Wordsworth’s poetry is also characterized by its expressive power. He famously described poetry as “the spontaneous overflow of powerful feelings.” It underscores his belief that genuine emotion is the essence of poetry.
This focus on emotional sincerity further sets Wordsworth’s work apart, reinforcing his commitment to portraying the authentic human experience in its rawest form.
Emotional authenticity forms the heart and soul of William Wordsworth’s poetry. This tenet, fundamental to Wordsworth’s work, reflects his commitment to expressing genuine human experiences and emotions rather than adhering to stylistic conventions or grand narratives.
For Wordsworth, poetry was about capturing the rawness and depth of feeling, the spontaneous overflow of powerful emotions that define the human experience.
This focus on emotional authenticity led Wordsworth to ground his work in the ordinary and the everyday. He found profound emotional truth in shared experiences, seeing in them a reflection of universal human emotions. His work, in its exploration of joy, sorrow, fear, love, and awe, speaks to the shared emotional fabric of humanity.
Wordsworth’s insistence on emotional authenticity also influenced his language choice. He championed the use of ‘the real language of men’ over-stylized, artificial poetic diction.

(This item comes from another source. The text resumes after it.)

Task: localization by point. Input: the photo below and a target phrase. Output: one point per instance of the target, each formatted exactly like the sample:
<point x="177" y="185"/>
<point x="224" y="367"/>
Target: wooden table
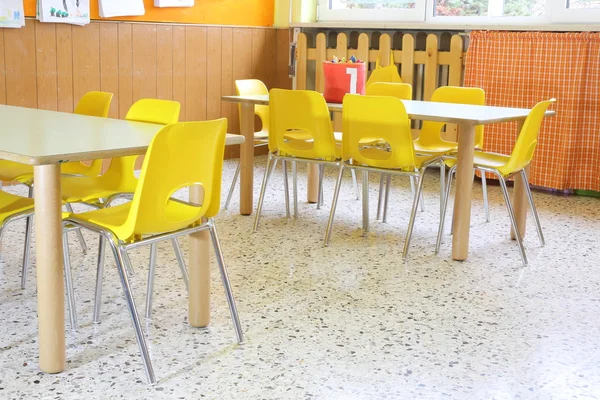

This approach was intended to bring poetry closer to its readers, facilitating a more immediate and genuine emotional connection.
In Wordsworth’s view, emotional authenticity in poetry enhances its aesthetic appeal and ability to resonate with readers.
It allows them to see their own experiences and emotions reflected in verse. His poetry’s emotional sincerity bridges the individual and the universal, between personal experience and shared human emotion.